Und das haben wir, meiner Meinung nach, nicht, wenn wir frisch von der Uni kommen.


* Jodie Ann Ernsting hat vor einem Jahr Abitur am Hans Ehrenberg Gymnasium in Bielefeld gemacht und schreibt hier über Impressionen der Jugend nach dem Abitur und auf der Suche nach dem Weg der Generation Y. Jodie studiert in Bielefeld Germanistik. Ihr Beitrag in diesem Blog für die Blogparade zur Vollbeschäftigung erschien in der Frankfurter Allgemeinen Sonntagszeitung am 5. Mai 2013.

Carina September 12, 2014 um 10:21 Uhr

Man könnte natürlich dagegenhalten, dass wir nie wieder so viele Freiheiten besitzen werden wie während dem Studium – also, außer später in Rente. Wer also während seiner Studienzeit 365 Tage im Jahr an seiner Karriere arbeitet, den Lebenslauf begradigt und optimiert – der verpasst eigentlich das Leben. Das was, Persönlichkeit bildet. Und Erinnerungen schenkt für die Zeit, in der sich der Verstand schon langsam wieder verabschiedet.

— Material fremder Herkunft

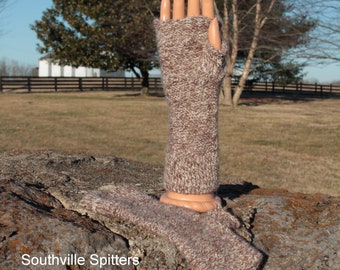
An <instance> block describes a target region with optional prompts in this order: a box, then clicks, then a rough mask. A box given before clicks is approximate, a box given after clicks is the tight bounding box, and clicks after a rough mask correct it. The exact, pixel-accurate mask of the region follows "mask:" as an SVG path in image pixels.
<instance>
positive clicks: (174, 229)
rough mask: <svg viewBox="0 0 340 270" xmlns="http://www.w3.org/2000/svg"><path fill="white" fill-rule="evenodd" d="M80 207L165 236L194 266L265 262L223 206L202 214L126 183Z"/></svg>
mask: <svg viewBox="0 0 340 270" xmlns="http://www.w3.org/2000/svg"><path fill="white" fill-rule="evenodd" d="M80 206H81V207H83V208H85V209H86V210H87V211H88V213H89V214H90V215H91V213H95V214H96V215H98V214H99V215H103V216H104V217H106V218H111V219H116V220H117V219H118V220H120V221H121V222H124V223H128V224H132V225H135V226H139V227H140V228H142V229H145V230H148V231H149V232H152V233H155V234H157V235H160V236H162V237H165V239H168V240H169V241H171V242H172V243H174V244H175V245H176V247H177V248H178V250H179V251H180V252H181V253H182V254H183V255H184V256H185V258H186V259H187V262H188V264H189V266H190V268H191V269H197V270H222V269H223V270H247V269H258V267H259V265H260V263H261V261H262V254H261V253H260V252H259V251H257V250H256V249H255V248H254V247H253V246H251V245H250V244H249V243H248V242H246V241H245V240H244V239H243V238H241V237H240V236H238V235H237V234H236V233H235V232H234V231H233V230H232V229H231V228H236V227H237V226H239V222H238V221H237V219H236V218H235V217H233V216H232V215H230V214H229V213H227V212H225V211H224V210H223V209H221V208H218V209H215V210H213V211H211V212H208V213H204V214H198V213H196V212H194V211H190V210H187V209H184V208H180V207H176V206H171V205H166V204H162V203H160V202H159V201H158V200H156V199H153V198H151V197H150V196H147V195H145V194H141V193H140V192H138V191H136V190H134V189H132V188H131V187H124V186H120V187H115V188H113V189H112V190H110V191H93V192H90V193H89V194H87V195H86V196H85V197H84V198H83V199H82V201H81V202H80Z"/></svg>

‚Frisch‘ von der Uni, im Sinne von ’nie gearbeitet, keine Praktika, nichts geleistet‘ kommt meiner Erfahrung nach heute ohnehin kaum jemand mehr. Zumal das eine Jahr ‚Erholung‘ in den USA von vielen Arbeitgebern als wertvolle Auslandserfahrung gerechnet wird, deren Fehlen im Lebenslauf auch schon wieder Abzugspunkte gibt.

tl;dr:
Natürlich ist es wichtig, auch während Ausbildung & Studium schon etwas über den eigenen Tellerrand zu schauen und Arbeitserfahrung zu sammeln – sich bereits in dieser Zeit schon vollständig in Arbeit zu verlieren, halte ich allerdings für genauso gefährlich wie völliges Nichtstun.

(Der Fachkräftemangel ist übrigens ein modernes Märchen- sprechen Sie mal mit anderen Uni-Alumni darüber, wie lange diese in der Regel nach einer Stelle gesucht haben, wenn Sie nicht schon während des Studiums mit ihrem künftigen Arbeitgeber zusammengearbeitet haben.)